The Forward has a piece on the Goldstone report that uses as its headline a rather remarkable quote from Judge Goldstone himself: “If This Was a Court Of Law, There Would Have Been Nothing Proven.” That’s quite an important thought to throw into the mix, willy-nilly. Perhaps it would have been more usefully expressed, say, as the subtitle to his report?
The Judge adds:
“Ours wasn’t an investigation, it was a fact-finding mission,” he said, sitting in his Midtown Manhattan office at Fordham University Law School, where he is currently visiting faculty. “We made that clear.” . . .
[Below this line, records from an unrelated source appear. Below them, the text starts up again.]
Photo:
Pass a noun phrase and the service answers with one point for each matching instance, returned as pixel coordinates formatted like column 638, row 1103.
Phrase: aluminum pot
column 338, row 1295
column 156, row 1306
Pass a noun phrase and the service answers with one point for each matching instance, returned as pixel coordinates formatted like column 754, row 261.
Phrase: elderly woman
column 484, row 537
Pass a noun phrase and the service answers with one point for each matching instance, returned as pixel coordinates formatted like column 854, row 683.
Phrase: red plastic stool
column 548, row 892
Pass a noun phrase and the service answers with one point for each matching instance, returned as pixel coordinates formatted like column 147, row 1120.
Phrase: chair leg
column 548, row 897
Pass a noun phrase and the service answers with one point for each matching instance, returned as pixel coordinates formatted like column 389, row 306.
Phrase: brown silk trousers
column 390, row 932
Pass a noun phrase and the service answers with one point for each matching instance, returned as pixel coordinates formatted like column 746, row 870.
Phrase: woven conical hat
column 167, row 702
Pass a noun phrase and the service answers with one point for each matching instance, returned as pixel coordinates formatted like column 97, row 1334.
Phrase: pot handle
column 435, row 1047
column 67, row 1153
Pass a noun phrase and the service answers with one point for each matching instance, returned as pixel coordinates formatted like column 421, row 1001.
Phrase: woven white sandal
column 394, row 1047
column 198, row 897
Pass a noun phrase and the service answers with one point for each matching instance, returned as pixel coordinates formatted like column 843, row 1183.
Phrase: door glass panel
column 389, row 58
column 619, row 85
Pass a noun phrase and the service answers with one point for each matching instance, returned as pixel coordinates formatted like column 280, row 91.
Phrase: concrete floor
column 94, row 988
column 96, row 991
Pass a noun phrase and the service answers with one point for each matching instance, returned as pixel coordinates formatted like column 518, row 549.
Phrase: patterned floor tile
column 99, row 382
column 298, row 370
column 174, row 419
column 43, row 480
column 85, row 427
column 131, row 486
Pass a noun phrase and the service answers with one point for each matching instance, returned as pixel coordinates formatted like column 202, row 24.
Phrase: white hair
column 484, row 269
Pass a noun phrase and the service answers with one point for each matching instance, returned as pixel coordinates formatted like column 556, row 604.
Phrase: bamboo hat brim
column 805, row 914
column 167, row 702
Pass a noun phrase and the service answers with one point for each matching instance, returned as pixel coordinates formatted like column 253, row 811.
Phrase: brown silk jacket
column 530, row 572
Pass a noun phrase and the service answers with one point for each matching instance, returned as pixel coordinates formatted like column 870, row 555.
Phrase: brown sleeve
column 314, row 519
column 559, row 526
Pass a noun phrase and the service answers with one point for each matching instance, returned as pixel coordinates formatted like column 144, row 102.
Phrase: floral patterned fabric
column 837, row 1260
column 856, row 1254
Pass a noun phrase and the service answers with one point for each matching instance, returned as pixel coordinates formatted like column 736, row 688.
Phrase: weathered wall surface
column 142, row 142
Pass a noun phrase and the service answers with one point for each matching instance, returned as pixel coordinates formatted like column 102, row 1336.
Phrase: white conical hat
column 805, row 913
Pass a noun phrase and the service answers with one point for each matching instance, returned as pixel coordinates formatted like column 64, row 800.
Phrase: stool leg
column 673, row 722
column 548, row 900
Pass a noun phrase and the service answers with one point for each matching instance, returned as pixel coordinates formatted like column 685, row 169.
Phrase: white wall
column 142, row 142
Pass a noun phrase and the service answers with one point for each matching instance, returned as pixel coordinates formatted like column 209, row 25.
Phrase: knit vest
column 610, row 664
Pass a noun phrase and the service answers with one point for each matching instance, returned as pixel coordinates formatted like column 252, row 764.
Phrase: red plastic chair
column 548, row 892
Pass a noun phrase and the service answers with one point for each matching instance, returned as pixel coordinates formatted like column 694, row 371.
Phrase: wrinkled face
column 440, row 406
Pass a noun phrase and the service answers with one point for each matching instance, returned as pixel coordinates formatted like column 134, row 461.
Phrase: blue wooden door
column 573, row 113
“If I was advising Israel, I would say have open investigations,” he told the Forward. “In that way, you can put an end to this. It’s in the interest of all the people of Israel that if any of our allegations are established and if they’re criminal, there should be prosecutions. And if they’re false, that should be established. And I wouldn’t consider it in any way embarrassing if many of the allegations turn out to be disproved.” [emphasis added]
So let’s get this straight: Judge Goldstone led a “fact-finding mission” to Gaza and then produced a 575-page report that contains “nothing” that could be “proven in a court of law.” It may not contain facts, in other words. Despite his lack of confidence in his own claims, he insists that “the burden is now on Israel to counter these findings through its own probe” — “these findings” being his charge that the IDF intentionally killed civilians and committed sundry war crimes.
It is good to see that Judge Goldstone is living up to the highest standards of the UN Human Rights Council, which appointed him. We have now emerged on the other side of the rabbit hole.